A cena política nacional tem projetado uma crescente atuação, em espaços institucionais, de setores religiosos contrários aos direitos sexuais. De acordo com Pedro Domingues, ainda que se promova institucionalmente a diversidade, as resistências não se dispersam. “O preconceito tem na religião um caminho fácil de legitimação. Daí a importância que a cultura evoque a temática da diversidade, pela via da cultura LGBT, provocando o imaginário social. Temos buscado explorar a tensão que os regramentos normativos impõem. Acredito que a cultura é um eixo de negociação, de luta, de militância”, afirmou Pedro Domingues.
A produtora de cinema Lucy Barreto deu um exemplo claro das tensões que tem atravessado o país.

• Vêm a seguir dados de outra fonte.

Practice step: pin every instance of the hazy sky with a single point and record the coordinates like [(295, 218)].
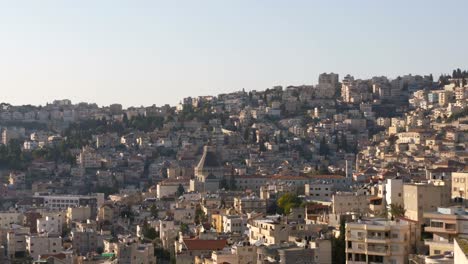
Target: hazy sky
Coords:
[(155, 52)]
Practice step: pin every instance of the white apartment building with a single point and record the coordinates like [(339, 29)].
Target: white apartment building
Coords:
[(51, 224), (8, 218), (40, 245), (319, 190), (446, 224), (377, 241), (234, 224)]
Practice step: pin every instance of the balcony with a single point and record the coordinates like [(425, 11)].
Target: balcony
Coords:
[(378, 250), (448, 230), (438, 244), (355, 238)]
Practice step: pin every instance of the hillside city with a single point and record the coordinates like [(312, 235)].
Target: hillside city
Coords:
[(345, 170)]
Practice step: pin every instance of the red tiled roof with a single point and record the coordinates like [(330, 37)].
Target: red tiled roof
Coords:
[(205, 244)]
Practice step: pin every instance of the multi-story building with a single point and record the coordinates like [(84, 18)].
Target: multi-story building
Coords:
[(41, 245), (446, 224), (62, 202), (460, 186), (51, 224), (78, 214), (234, 224), (378, 241), (250, 204), (424, 197), (8, 218), (344, 202), (319, 190), (134, 252), (84, 240), (275, 230)]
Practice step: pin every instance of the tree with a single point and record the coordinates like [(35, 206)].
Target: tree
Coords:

O filme “Flores Raras”,dirigido pelo filho dela, o cineasta Bruno Barreto, enfrentou problemas de financiamento. A história do filme, a ser lançado ainda este ano, relata o relacionamento entre a poetisa norte-americana Elizabeth Bishop e a arquiteta brasileira Lota Macedo Soares. De acordo com Lucy, o patrocínio da iniciativa privada praticamente inexistiu. “Salvo um banco, as empresas aonde eu solicitei financiamento negaram apoio por causa da temática. Não queriam suas marcas associadas a um filme centrado em uma relação lésbica”, afirmou a produtora, para quem a temática LGBT, quando retratada no cinema, geralmente reproduz um padrão de comédia rasgada ou de drama. “Meu filme trata a questão de uma maneira séria”, completou.
Para o professor Sérgio Carrara, o país passa por um processo de transformação cultural. “Há em curso uma série de alterações que atingem valores morais. O reconhecimento das uniões civis entre pessoas do mesmo, pelo Supremo Tribunal Federal, em 2011, é um marco nesse sentido. A configuração das famílias tem mudado, os padrões de gênero adquirem novas feições. O empoderamento das minorias LGBT acaba se cruzando com o universo da cultura. Isso está articulado ao crescimento de temáticas LGBTs nas mais variadas produções culturais. É um processo conflituoso. As mudanças causam ruídos diante de valores tradicionais. O conflito cultural é inevitável. O desafio é manter o passo e lutar pela afirmação das diferenças como forma de defesa e promoção da igualdade”, finalizou o coordenador do CLAM.